Goetta and Eggs
Cincinnati's signature breakfast meat that you've probably never heard of (unless you're from the Queen City). This German-American sausage blends ground pork and beef with steel-cut oats and warm spices, sliced and fried until impossibly crispy outside and creamy within.
Equipment Needed
Instructions
Cook the oats: In a large heavy pot, bring the water or broth to a boil. Add the steel-cut oats and bay leaves. Reduce heat and simmer, stirring occasionally, for about 1 hour until the oats are very soft and have absorbed most of the liquid.
Add the meat: Stir the ground pork, ground beef, and diced onion into the cooked oats. Mix thoroughly to combine everything evenly.
Season the mixture: Add the salt, pepper, sage, and allspice. Stir well. Continue cooking over low heat for another 30 minutes, stirring frequently to prevent sticking. The mixture should be thick and the meat fully cooked.
Remove bay leaves: Fish out and discard the bay leaves. Taste and adjust seasoning if needed. The mixture should be well-seasoned since it will be sliced and fried.
Form the loaves: Line 2 loaf pans with plastic wrap, leaving overhang. Pack the goetta mixture firmly into the pans, pressing to remove air pockets. Fold plastic over the top. Refrigerate overnight or for at least 4 hours until firm.
Slice the goetta: Remove the goetta from the pan using the plastic wrap. Slice into 1/2-inch thick slices. The goetta should be firm enough to hold its shape.
Fry until crispy: Heat butter in a cast iron skillet over medium heat. Fry the goetta slices for 4-5 minutes per side until deeply browned and crispy. Don't move them while cooking - let them develop that crucial crust.
Fry the eggs: In the same skillet or a separate pan, fry eggs to your liking. The goetta drippings add great flavor to the eggs.
Serve Cincinnati style: Plate 2-3 slices of crispy goetta alongside fried eggs and toast. In Cincinnati, it's traditionally served with ketchup or maple syrup - or both. Don't knock it till you try it.
💡 Pro Tips & Variations
- Cincinnati secret: Goetta is almost exclusively a Cincinnati thing. Most Ohioans outside the Queen City have never heard of it. It's a point of fierce local pride.

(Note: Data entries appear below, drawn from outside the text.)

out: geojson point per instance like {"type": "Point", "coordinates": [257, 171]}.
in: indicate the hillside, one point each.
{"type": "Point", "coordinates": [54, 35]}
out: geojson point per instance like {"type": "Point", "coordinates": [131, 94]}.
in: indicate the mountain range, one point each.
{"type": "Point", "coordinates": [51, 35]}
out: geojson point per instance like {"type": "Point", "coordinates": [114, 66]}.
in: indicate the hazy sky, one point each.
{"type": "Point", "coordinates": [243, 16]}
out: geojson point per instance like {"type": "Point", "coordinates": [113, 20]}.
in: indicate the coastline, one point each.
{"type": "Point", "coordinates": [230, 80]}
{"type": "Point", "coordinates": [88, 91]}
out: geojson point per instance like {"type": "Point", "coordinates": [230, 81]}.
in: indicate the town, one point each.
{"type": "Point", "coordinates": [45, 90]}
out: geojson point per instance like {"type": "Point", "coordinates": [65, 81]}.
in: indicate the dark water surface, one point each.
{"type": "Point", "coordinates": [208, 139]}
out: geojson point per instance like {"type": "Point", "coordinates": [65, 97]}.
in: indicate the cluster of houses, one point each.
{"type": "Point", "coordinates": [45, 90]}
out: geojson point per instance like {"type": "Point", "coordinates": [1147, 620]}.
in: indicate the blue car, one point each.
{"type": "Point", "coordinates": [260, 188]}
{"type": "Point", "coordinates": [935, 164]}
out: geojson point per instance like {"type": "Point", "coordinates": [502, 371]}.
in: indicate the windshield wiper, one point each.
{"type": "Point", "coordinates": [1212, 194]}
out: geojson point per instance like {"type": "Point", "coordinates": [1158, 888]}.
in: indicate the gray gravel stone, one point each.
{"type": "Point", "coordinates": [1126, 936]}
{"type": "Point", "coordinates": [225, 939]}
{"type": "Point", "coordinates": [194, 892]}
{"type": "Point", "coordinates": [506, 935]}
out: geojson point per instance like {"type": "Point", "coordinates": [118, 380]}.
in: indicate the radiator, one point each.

- The crispy crust is key: Don't rush the frying. A dark, crispy exterior with a creamy interior is what makes goetta special.
- Buy it ready-made: In Cincinnati, you can buy goetta at every grocery store. Glier's and Queen City are the main brands. Order online if you can't find it locally.
- Goetta sandwiches: Put fried goetta on a bun with egg and cheese for a classic Cincinnati breakfast sandwich.
- Goettafest: Cincinnati hosts an annual Goettafest every August celebrating this unique local food.
- Freezes well: Wrap uncooked goetta loaf tightly and freeze for up to 3 months. Slice while partially frozen for easier cutting.